Henrik Lundqvist stopped a career-high 50 shots last night and earned a loss. Pittsburgh backup Brent Johnson played just roughly half the game, stopped a grand total of four shots, and earned the victory. Fair? Maybe not, but that’s just how tilted the ice was during the third period (and overtime) of the Penguins’$2 5–4 win at the Garden.
For a period and a half, the Rangers looked like they’d gotten their offensive mojo going, without Marian Gaborik, for the second-straight post-Olympics game: They scored two more goals by crowding the crease — one by Chris Drury and another by Brandon Dubinsky — Artem Anisimov rang a laser of a wrist shot off the post and in, and Michal Rozsival scored his first goal since the Carter administration November. Then the Pens pulled Marc-Andre Fleury from the game, and the Rangers ceased all offensive pressure.

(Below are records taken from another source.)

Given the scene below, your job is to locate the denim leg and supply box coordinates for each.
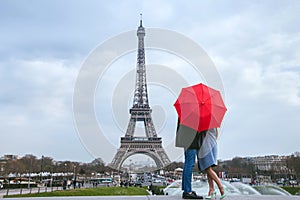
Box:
[182,149,196,193]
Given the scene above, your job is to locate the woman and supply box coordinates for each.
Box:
[198,128,227,199]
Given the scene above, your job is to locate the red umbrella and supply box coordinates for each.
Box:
[174,83,227,132]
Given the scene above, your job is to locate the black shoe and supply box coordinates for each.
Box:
[182,192,203,199]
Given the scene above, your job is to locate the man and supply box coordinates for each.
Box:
[182,149,203,199]
[176,119,203,199]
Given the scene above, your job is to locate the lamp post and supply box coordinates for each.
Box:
[73,165,77,189]
[129,159,132,182]
[64,163,67,179]
[28,158,32,189]
[40,155,44,183]
[63,163,67,190]
[50,166,53,191]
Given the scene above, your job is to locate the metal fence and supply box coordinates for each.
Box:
[0,186,63,197]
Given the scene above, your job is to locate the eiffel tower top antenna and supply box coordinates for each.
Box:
[133,13,148,108]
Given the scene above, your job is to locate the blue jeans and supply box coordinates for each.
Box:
[182,149,197,193]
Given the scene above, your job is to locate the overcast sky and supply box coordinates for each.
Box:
[1,0,299,164]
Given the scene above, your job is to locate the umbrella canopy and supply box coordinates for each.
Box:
[174,83,227,132]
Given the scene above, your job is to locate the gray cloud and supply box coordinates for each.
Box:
[0,0,299,163]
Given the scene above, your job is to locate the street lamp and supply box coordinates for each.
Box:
[73,165,77,189]
[40,155,44,183]
[50,166,54,191]
[28,158,32,189]
[129,159,132,182]
[63,163,67,190]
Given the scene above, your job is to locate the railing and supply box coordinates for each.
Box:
[0,186,63,197]
[121,137,162,142]
[0,184,96,197]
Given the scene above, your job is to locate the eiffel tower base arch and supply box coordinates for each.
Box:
[109,137,170,171]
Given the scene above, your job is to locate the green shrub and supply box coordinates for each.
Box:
[149,185,165,195]
[281,186,300,195]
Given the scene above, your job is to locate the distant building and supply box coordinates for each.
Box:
[2,155,19,160]
[218,153,299,176]
[0,155,19,174]
[0,159,5,173]
[252,155,288,171]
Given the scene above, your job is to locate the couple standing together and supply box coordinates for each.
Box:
[177,123,227,199]
[174,83,227,199]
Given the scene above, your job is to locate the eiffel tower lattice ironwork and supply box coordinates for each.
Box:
[110,17,171,170]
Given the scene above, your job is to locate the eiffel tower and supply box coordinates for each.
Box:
[110,16,171,170]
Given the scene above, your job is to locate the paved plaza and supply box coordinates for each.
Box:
[1,195,300,200]
[1,187,300,199]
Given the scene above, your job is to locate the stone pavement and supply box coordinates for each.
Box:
[2,195,300,200]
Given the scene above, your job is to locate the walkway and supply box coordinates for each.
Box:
[1,195,300,200]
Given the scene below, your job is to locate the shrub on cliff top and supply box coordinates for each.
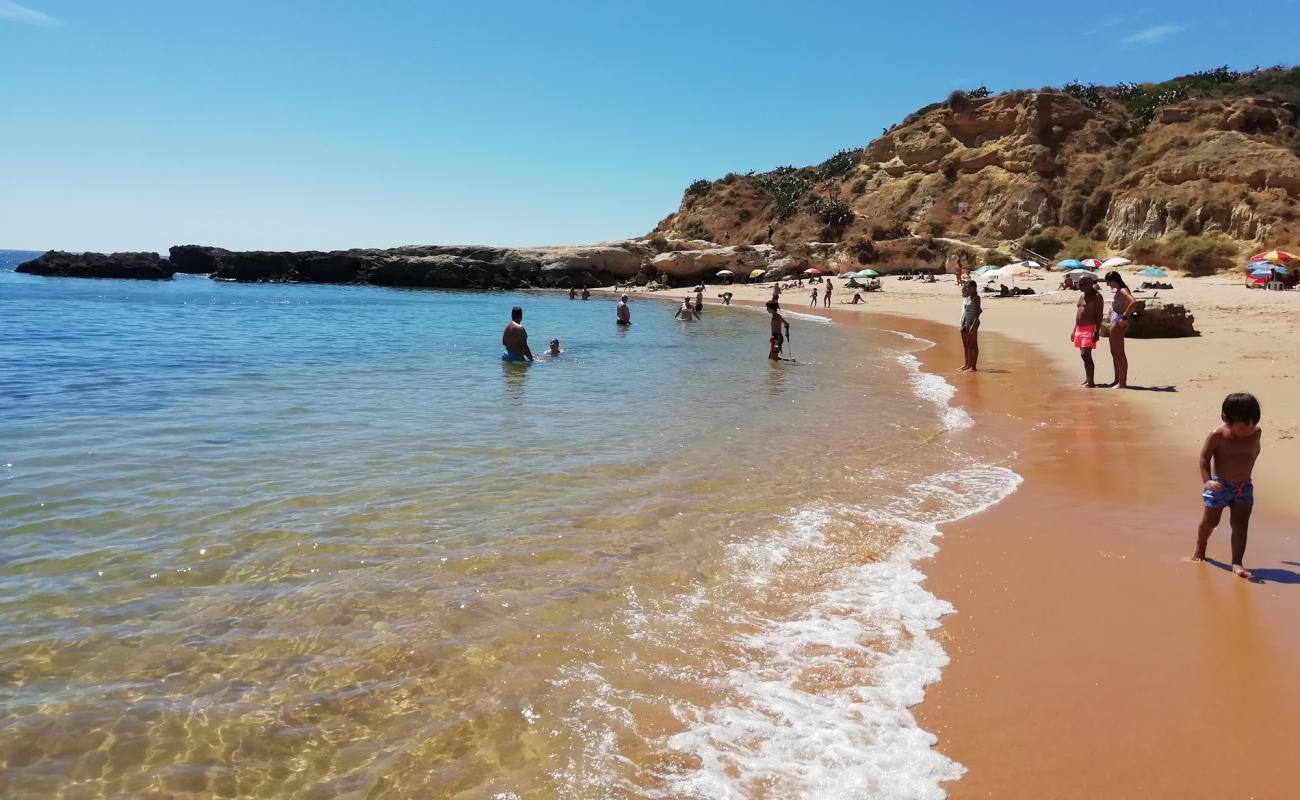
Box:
[753,167,814,222]
[681,220,711,241]
[984,249,1013,266]
[818,149,861,180]
[685,179,712,199]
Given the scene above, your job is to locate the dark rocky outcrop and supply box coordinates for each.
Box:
[1126,300,1200,338]
[16,251,174,280]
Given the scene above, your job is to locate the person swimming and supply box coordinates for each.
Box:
[674,297,699,321]
[546,338,562,356]
[616,294,632,325]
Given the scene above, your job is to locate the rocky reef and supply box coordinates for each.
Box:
[16,251,175,280]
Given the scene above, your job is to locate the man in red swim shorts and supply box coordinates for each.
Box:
[1071,274,1104,387]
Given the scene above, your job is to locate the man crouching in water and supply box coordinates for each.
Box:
[502,306,533,362]
[767,300,790,360]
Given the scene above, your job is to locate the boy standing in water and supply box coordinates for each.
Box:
[1192,393,1263,579]
[767,300,790,360]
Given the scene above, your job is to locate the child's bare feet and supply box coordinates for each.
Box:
[1188,554,1205,563]
[1232,564,1253,579]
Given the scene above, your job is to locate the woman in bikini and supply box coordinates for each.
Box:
[1104,271,1138,389]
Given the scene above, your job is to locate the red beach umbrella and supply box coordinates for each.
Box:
[803,267,822,275]
[1251,250,1295,264]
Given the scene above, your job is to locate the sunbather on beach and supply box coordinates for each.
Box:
[1071,275,1104,387]
[1192,393,1262,579]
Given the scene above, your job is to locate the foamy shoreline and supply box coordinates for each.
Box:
[601,277,1300,797]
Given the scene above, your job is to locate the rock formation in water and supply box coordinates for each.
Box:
[652,66,1300,272]
[16,251,175,280]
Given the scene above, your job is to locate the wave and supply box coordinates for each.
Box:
[897,353,973,431]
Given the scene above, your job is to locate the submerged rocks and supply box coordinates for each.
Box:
[16,251,174,280]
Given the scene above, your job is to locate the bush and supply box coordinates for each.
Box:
[818,149,861,180]
[984,249,1014,266]
[966,85,991,99]
[681,220,711,241]
[736,207,754,224]
[1127,234,1239,276]
[842,236,878,264]
[647,236,670,253]
[871,221,910,240]
[1063,80,1107,110]
[850,177,869,194]
[1090,223,1108,240]
[947,89,971,112]
[753,167,814,222]
[809,196,856,229]
[1021,232,1064,259]
[685,179,711,199]
[1291,137,1300,156]
[941,161,958,182]
[926,221,945,237]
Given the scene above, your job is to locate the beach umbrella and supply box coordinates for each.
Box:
[803,267,822,275]
[972,265,998,275]
[1136,268,1167,277]
[1081,258,1103,269]
[1014,259,1043,269]
[1101,257,1131,269]
[1064,268,1094,280]
[749,269,766,279]
[1250,268,1278,278]
[1056,258,1084,270]
[715,269,734,276]
[1251,250,1296,264]
[997,264,1031,277]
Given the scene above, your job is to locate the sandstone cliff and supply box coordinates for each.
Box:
[652,66,1300,271]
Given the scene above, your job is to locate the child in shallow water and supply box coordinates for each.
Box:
[546,338,562,356]
[1192,393,1263,579]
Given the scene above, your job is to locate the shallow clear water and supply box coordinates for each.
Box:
[0,257,1017,799]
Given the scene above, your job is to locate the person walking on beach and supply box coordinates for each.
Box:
[1070,275,1104,387]
[1104,271,1138,389]
[502,307,534,362]
[767,300,790,360]
[823,279,833,308]
[1192,393,1263,579]
[959,280,982,372]
[809,286,819,307]
[616,294,631,326]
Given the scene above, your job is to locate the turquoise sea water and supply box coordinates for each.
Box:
[0,254,1017,799]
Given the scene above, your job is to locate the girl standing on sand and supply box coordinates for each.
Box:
[959,280,981,372]
[1104,271,1138,389]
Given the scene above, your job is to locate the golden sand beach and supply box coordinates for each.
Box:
[608,272,1300,797]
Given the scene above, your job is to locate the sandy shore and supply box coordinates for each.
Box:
[609,273,1300,796]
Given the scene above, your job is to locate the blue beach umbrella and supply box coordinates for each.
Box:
[1250,268,1278,278]
[1056,259,1084,270]
[1136,268,1167,277]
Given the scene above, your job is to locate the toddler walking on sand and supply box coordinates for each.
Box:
[1192,393,1262,579]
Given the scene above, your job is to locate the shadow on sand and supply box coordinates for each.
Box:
[1205,557,1300,585]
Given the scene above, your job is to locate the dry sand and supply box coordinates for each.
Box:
[611,272,1300,797]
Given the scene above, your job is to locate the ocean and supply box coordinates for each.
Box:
[0,251,1019,799]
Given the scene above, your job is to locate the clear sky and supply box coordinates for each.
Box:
[2,0,1295,253]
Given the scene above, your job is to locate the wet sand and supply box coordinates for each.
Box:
[606,279,1300,797]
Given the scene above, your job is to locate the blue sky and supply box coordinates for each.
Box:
[2,0,1295,252]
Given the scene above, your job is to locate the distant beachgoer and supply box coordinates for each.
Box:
[771,283,782,304]
[1104,271,1138,389]
[547,338,563,356]
[694,284,704,308]
[616,294,632,326]
[850,291,863,304]
[767,300,790,360]
[767,223,775,243]
[809,287,819,307]
[581,287,591,300]
[1192,393,1263,579]
[959,280,982,372]
[823,279,833,308]
[720,292,733,305]
[1071,275,1104,387]
[569,287,577,300]
[694,296,703,315]
[502,307,534,362]
[674,297,698,321]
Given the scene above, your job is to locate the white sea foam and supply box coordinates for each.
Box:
[656,466,1023,800]
[897,352,973,431]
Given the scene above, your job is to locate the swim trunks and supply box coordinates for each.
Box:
[501,352,527,362]
[616,319,631,326]
[1072,325,1097,350]
[1203,477,1254,509]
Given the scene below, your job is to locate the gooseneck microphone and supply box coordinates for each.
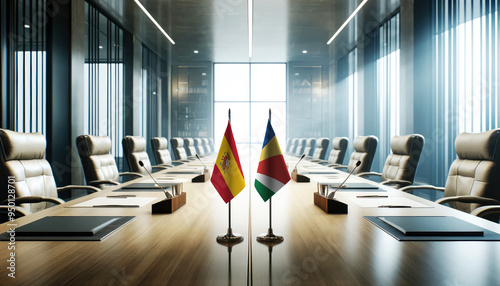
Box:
[139,160,173,199]
[327,160,361,199]
[293,154,306,173]
[195,154,208,171]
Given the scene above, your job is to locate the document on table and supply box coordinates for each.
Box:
[347,195,432,208]
[69,197,157,208]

It’s probably too late in the season to care about anything but points, but considering this was the same team that let Gaborik drop the gloves not all that long ago in Philly, it was refreshing to see Dubinsky immediately pounce on Sidney Crosby after he took a swipe at Lundqvist in the first period. (Actually, it was nice just to see an American jump Crosby for any reason, after what he did in Vancouver.) We’re not sure who deserved to win this one less: The team whose starting goalie allowed four goals on twelve shots, or the team that registered just one shot on goal in the third period and allowed a ridiculous 55 for the game, the most for a Blueshirt opponent since 1991. The tie, we suppose, goes not to the team that starts strong, but to the one that knows how to finish.